Battery energy storage revenues have dropped by two-thirds since 2022 while operating capacity has tripled. The GB BESS Outlook covers three key areas—markets, revenues, and investment—to see how this might change in the future. In this executive summary, we highlight the main themes to get you up to speed.
This article was updated in Q4 2024 with the latest market data and results from version 3.2 of the forecast. The Markets and Revenue outlook articles have also been updated. An updated Investment outlook, with refreshed Capex estimates, will be published later in the quarter.
Overall, revenues have decreased as frequency response markets have become saturated and prices have fallen. In the future, we project fundamentals such as an improving price shape and a growing proportion of intermittent generation to increase the value of trading markets.

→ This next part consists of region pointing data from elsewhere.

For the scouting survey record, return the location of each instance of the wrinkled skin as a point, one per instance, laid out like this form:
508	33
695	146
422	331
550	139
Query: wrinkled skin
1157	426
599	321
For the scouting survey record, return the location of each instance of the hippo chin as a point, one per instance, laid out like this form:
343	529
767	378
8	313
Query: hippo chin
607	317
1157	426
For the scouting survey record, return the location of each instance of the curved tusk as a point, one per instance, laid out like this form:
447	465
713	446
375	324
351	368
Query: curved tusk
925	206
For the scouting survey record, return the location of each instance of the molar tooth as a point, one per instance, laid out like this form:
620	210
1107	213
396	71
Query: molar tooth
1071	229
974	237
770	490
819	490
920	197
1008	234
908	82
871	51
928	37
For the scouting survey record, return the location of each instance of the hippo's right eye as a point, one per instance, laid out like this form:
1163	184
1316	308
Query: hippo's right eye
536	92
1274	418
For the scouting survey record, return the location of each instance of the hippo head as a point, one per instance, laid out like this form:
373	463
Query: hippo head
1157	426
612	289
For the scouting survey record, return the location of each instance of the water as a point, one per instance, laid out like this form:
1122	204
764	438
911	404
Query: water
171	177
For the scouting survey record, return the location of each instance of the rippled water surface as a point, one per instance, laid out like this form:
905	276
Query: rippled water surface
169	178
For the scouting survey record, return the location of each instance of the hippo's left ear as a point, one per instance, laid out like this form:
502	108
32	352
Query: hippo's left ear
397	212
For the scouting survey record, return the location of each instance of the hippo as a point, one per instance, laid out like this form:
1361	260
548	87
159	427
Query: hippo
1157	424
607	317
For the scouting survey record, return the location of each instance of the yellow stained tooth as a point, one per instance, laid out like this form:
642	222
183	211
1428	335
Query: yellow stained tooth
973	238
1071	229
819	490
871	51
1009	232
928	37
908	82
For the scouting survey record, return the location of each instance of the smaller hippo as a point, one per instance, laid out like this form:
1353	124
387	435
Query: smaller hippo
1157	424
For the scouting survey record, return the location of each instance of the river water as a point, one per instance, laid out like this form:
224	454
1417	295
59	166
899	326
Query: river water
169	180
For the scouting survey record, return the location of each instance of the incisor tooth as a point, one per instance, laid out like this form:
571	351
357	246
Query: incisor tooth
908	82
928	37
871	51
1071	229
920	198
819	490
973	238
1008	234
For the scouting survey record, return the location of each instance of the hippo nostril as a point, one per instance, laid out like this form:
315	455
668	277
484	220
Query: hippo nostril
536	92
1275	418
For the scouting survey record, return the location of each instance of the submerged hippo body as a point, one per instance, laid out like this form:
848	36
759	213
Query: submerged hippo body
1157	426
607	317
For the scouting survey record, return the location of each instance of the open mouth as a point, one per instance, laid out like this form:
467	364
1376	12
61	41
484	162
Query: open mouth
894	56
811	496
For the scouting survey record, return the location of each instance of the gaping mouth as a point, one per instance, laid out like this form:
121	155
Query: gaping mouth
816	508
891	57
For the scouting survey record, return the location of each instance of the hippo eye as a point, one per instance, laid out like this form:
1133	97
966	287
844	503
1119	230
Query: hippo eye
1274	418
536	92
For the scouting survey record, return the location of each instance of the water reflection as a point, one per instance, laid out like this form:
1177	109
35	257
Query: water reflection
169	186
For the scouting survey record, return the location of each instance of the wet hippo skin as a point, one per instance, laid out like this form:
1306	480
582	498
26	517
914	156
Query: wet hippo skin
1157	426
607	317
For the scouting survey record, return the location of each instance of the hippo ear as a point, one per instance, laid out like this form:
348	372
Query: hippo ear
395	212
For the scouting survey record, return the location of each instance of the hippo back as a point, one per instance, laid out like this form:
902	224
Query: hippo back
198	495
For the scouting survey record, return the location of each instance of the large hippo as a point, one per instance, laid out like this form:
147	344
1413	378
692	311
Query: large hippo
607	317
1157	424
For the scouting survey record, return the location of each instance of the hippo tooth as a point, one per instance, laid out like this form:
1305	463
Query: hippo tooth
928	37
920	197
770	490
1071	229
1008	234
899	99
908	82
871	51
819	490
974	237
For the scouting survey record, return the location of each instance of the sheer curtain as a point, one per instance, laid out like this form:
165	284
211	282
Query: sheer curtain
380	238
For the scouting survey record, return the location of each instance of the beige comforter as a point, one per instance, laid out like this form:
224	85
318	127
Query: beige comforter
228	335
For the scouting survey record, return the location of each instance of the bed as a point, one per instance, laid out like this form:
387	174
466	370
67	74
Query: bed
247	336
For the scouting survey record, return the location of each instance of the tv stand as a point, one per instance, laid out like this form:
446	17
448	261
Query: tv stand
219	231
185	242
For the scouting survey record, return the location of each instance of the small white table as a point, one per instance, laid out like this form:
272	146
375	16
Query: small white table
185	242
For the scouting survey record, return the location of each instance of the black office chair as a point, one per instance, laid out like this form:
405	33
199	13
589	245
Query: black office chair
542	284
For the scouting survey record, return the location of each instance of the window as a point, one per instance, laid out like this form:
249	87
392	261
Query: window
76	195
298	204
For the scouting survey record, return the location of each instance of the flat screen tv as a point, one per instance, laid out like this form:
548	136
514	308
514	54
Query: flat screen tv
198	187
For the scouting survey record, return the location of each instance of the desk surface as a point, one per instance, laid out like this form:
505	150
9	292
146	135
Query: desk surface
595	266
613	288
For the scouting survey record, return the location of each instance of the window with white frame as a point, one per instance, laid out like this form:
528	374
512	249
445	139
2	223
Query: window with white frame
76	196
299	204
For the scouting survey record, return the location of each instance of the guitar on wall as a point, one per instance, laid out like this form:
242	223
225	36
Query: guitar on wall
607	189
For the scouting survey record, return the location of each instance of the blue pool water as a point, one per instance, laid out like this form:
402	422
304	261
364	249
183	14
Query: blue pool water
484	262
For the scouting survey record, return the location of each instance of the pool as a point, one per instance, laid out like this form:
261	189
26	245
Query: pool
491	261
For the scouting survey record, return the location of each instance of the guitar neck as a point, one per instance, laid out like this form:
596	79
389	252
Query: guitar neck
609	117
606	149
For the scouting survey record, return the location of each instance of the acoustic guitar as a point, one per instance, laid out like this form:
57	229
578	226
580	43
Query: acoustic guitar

In this three-part GB BESS Outlook series, we look at:
- Markets: the evolution of the main markets that batteries trade in.
- Revenue and dispatch: how optimizers consider prices, risks, and physical constraints when dispatching batteries into these markets to maximize revenues.
- Business case and investment: how these revenues are considered alongside project costs to determine the investment case for battery energy storage.
For more detail, the links throughout will take you straight to the relevant sections of each article.
Battery revenues have shifted from ancillary services to trading markets, which will deliver 93% of lifetime revenues
Battery energy storage systems maximize revenues by performing actions across multiple markets, ‘stacking’ revenues from each.